The function \(\zeta \) reflects the spatial distribution of the nucleons, and is thus clearly process dependent. It is in general given by

$$\begin{aligned} \zeta (\sigma _\parallel , \sigma _\perp , d) = \sqrt{\frac{d^2}{d^2+4{\tilde{\sigma }}_\perp ^2}} \sqrt{\frac{d^2}{d^2+4\sigma _\perp ^2}} \sqrt{\frac{d^2}{d^2+4\sigma _\parallel ^2}}, \end{aligned}$$

(9)

where \({\tilde{\sigma }}_\perp ^2= \sigma _\perp ^2/(\cos ^2\theta + \gamma ^2\sin ^2\theta )\). Here we distinguished between the longitudinal and transverse spreads \(\sigma _{\Vert ,\perp }\) of the emission volume. The transverse spread is modified when boosting from the c.m. frame of the original particle collision to the deuteron frame. Thus \(\gamma \) is the Lorentz factor of the produced deuteron in the collider frame, while \(\theta \) is the angle between the deuteron momentum and the beam axis. Note that, in contrast to our earlier treatement in Refs. [46, 47], we have included the Lorentz boost in only one of the two transverse components: If the xy cordinates are rotated such that \(\varvec{P}_d\) is contained in, e.g., the xz plane, then the \(\sigma _y\) component will not be affected by the Lorentz boost.

Nucleon momentum correlations are provided by the event generator, while the process dependence is incorporated in the spread \(\sigma \).
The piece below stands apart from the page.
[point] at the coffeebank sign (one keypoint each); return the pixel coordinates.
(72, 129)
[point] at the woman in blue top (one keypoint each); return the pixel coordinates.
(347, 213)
The spread will in general have a geometrical contribution due to a finite spatial extension of the colliding particles, and a contribution related to the perturbative cascade and hadronisation,

$$\begin{aligned} \sigma _{\parallel ,\perp }^2 = \sigma _{\parallel ,\perp (e^{\pm })}^2 +\sigma _{\parallel ,\perp (\mathrm {geom})}^2. \end{aligned}$$

(10)

The geometrical contributions can be approximated as

$$\begin{aligned} \begin{aligned}&\sigma _{\perp (\mathrm {geom})}^2\simeq \frac{2R_1^2R_2^2}{R_1^2 + R_2^2},\\&{\sigma _{\Vert (geom)}}\simeq \max \{R_1, R_2\}, \end{aligned} \end{aligned}$$

(11)

where \(R_1\) and \(R_2\) are the radii of the colliding particles, while the point-like contributions are given by \(\sigma _{\parallel (e^{\pm })}\simeq R_p\simeq 1\;\mathrm {fm}\) and \(\sigma _{\perp (e^{\pm })}\simeq \varLambda _\mathrm {QCD}^{-1}\simeq 1\;\mathrm {fm}\). This simple picture is expected to give accurate results for pp interactions, while in the case of pA and AA collisions the geometrical contribution varies from event to event: While peripheral interactions which are dominated by binary collisions between a pair of projectile and target nucleons are characterised by \(\sigma _{\Vert (\mathrm {geom})}\simeq R_p\), the size may increase to \(\sigma _{\Vert (\mathrm {geom})}\simeq R_A\) for the most central collisions. Consequently, the multiplicity of secondaries and the size of the source region are strongly correlated.

Neglecting for the moment this correlation, and approximating the radius of a nucleus by

$$\begin{aligned} R_A\simeq a_0A^{1/3}, \end{aligned}$$

(12)

with \(a_0\simeq 1.1\;\mathrm {fm}\), allows us to use only one free parameter,

$$\begin{aligned} \sigma \equiv \sigma _{(e^\pm )} = a_0 = \sigma _{(pp)}/\sqrt{2}\simeq 1\;\mathrm {fm}, \end{aligned}$$

(13)

whose physical interpretation is the size of the emission region of nucleons.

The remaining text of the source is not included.